Dans cette affaire, les constructeurs destinataires de la communication des griefs de la Commission européenne dans le cadre de l'enquête pour entente illégale, y compris Scania, avaient confirmé leur volonté de discuter avec l'institution de l'UE en vue d’une transaction destinée à réduire le montant de l'amende infligée. À la suite de ces discussions, Scania s'était retiré de la procédure de transaction et la Commission avait poursuivi son enquête (EUROPE 11597/1).
D'après le juge européen, Scania n'a pas réussi à démontrer que, dans un arrêt précédent, le Tribunal de l'UE avait omis d'évaluer si la procédure administrative, reprise contre Scania après son retrait de la procédure de transaction, était conforme au principe d'impartialité.
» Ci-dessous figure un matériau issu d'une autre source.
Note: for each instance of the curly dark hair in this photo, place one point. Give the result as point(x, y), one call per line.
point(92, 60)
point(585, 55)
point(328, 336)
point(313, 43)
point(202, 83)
Le seul fait que la même équipe de la Commission était à la fois chargée de l’adoption de la décision de transaction et de la décision définitive visant Scania ne remet pas en cause, par lui-même, l’impartialité de cette institution.
La Cour rejette également les arguments de Scania selon lesquels le Tribunal aurait illicitement qualifié la portée géographique du comportement du constructeur au niveau de l'Allemagne comme s’étendant à l’ensemble du territoire de l’Espace économique européen. Enfin, ajoute-t-elle, le délai de prescription quinquennal n’a commencé à courir qu’à partir du moment où l'infraction a pris fin, soit en janvier 2011, de sorte que le pouvoir de la Commission d’infliger une amende n’était pas prescrit.